Overall, the bus got me where I needed to go in a convenient and efficient manner. Consequently, it was hard to understand the need for streetcars when the same type of service could be developed at a fraction of the cost using buses.

About an hour later, with the streetcars back in service, I was able to conduct part two of my experiment. I boarded the streetcar at the northern terminus and rode back to Union Station. And, I must admit, I was impressed.

The streetcar vehicle was sleek and modern and the ride was smooth. Fellow passengers with whom I conversed raved about the streetcar’s popularity and utility, and I learned from them that extensions already are in the works. I also saw signs of new economic development at several points along the route. While we travelled no more quickly than the adjacent automobile traffic on Main Street, the ride was fun and the experience was “cool.” No offense to buses, but those aren’t words typically attributed to that mode of transportation.

So where does that leave me with regard to the Milwaukee Streetcar? Essentially, right where I started. I’m more convinced than ever that streetcars are a valuable amenity that will make our city more attractive. I see how our streetcar system could focus and boost economic development along the routes, attract new residents to downtown and surrounding neighborhoods, and bolster our image as an up-and-coming city that is willing to invest in modern urban amenities.

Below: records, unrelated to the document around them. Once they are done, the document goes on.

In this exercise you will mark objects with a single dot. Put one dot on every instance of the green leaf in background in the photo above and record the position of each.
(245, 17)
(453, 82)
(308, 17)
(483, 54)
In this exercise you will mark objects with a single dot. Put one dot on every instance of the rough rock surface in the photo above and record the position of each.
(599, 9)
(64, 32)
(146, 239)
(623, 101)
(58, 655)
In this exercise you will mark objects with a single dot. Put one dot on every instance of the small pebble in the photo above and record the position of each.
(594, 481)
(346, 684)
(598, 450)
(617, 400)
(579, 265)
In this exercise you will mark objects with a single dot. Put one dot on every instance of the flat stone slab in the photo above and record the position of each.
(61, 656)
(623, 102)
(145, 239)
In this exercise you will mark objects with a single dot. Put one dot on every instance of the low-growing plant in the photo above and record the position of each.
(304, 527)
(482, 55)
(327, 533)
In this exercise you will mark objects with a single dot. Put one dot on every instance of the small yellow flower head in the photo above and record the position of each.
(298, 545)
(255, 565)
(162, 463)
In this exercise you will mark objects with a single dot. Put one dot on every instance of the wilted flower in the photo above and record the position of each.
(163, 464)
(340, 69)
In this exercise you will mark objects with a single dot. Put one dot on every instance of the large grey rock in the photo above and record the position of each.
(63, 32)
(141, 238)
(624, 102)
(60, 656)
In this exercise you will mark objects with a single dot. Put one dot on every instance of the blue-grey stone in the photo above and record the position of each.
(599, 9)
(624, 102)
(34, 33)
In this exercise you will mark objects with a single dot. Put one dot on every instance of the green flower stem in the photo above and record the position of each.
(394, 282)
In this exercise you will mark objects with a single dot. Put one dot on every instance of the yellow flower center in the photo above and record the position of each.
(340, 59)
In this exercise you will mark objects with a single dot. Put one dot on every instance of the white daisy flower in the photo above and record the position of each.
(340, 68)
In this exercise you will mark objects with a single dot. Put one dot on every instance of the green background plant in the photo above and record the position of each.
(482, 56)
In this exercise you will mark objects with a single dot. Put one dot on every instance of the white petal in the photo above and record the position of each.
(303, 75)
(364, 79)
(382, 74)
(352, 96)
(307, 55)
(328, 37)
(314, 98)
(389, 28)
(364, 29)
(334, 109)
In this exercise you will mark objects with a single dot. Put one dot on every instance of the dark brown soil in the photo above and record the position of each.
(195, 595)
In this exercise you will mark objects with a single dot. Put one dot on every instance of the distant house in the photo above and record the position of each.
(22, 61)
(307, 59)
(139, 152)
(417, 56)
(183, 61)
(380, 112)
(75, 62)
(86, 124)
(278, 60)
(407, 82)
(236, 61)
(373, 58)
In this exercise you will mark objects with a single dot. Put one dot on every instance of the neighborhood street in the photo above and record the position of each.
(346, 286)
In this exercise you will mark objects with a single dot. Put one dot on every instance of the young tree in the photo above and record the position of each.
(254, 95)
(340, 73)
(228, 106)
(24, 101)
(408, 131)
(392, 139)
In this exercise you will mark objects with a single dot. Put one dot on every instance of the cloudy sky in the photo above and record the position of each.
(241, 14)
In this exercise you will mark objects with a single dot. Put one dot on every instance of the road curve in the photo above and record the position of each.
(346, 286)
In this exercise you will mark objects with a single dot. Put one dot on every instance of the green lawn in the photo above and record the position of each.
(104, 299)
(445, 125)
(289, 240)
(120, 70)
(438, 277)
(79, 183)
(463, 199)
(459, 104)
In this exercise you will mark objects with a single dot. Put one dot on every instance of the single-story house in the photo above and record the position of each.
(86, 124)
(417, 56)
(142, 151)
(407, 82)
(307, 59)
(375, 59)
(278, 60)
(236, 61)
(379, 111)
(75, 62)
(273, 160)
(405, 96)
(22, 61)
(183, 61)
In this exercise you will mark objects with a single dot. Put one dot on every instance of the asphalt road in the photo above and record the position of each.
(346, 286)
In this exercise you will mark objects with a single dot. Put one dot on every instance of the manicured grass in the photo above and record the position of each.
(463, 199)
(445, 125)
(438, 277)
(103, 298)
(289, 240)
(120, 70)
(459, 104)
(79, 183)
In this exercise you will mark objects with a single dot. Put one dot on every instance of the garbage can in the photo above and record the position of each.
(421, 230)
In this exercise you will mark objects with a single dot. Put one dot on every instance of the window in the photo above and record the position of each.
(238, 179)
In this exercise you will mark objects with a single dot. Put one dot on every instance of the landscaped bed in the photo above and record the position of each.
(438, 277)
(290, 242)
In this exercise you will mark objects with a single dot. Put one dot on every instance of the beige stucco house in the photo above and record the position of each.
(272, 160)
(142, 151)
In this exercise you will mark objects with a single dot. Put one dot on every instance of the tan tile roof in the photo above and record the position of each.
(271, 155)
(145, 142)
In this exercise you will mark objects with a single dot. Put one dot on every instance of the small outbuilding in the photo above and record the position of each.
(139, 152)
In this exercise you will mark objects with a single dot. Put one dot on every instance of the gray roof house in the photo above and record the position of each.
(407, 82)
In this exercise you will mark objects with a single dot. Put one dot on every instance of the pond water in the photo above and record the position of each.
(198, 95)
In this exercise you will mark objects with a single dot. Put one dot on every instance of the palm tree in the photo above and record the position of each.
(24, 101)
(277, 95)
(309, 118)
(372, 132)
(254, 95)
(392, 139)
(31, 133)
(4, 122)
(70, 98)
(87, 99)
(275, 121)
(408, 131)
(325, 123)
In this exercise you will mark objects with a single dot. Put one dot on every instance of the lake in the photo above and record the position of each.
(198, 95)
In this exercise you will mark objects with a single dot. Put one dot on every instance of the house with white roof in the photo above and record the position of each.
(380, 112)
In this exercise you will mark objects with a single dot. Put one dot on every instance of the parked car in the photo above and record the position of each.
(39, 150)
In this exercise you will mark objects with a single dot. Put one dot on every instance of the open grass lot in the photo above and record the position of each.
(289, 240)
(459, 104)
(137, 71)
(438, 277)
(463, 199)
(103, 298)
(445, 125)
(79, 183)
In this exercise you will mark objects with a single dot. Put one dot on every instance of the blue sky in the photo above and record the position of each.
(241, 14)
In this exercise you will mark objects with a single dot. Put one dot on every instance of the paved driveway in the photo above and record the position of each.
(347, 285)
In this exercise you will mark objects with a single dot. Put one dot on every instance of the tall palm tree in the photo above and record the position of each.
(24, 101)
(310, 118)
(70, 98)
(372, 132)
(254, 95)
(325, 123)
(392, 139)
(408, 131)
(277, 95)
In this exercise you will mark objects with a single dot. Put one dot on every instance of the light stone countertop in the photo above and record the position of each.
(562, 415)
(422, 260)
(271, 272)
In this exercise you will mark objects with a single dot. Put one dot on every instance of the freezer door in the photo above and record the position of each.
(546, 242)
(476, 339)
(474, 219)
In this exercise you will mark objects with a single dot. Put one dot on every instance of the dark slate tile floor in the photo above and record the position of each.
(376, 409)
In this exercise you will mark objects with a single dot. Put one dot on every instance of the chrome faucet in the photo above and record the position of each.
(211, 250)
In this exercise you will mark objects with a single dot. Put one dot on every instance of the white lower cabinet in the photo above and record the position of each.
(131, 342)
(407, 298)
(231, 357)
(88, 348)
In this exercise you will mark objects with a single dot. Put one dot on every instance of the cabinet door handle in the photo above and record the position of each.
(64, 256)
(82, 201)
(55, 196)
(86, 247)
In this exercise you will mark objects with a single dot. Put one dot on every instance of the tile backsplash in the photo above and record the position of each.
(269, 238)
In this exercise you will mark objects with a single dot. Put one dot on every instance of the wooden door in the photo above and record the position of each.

Yet, I still believe streetcars have limited transportation advantages and I still wonder whether — given the City’s financial challenges and uncertainty about future federal grants — we’ll be able to build and operate the extensions that will be required to truly make the Milwaukee Streetcar a wise investment.

To me, it comes down to the value of “cool.” As a policy researcher, that’s something I can’t quantify. However, my Kansas City experience reinforced the conclusion that we must gauge this investment through an economic development lens — as opposed to a transportation lens — and that any cost-benefit consideration must be structured accordingly.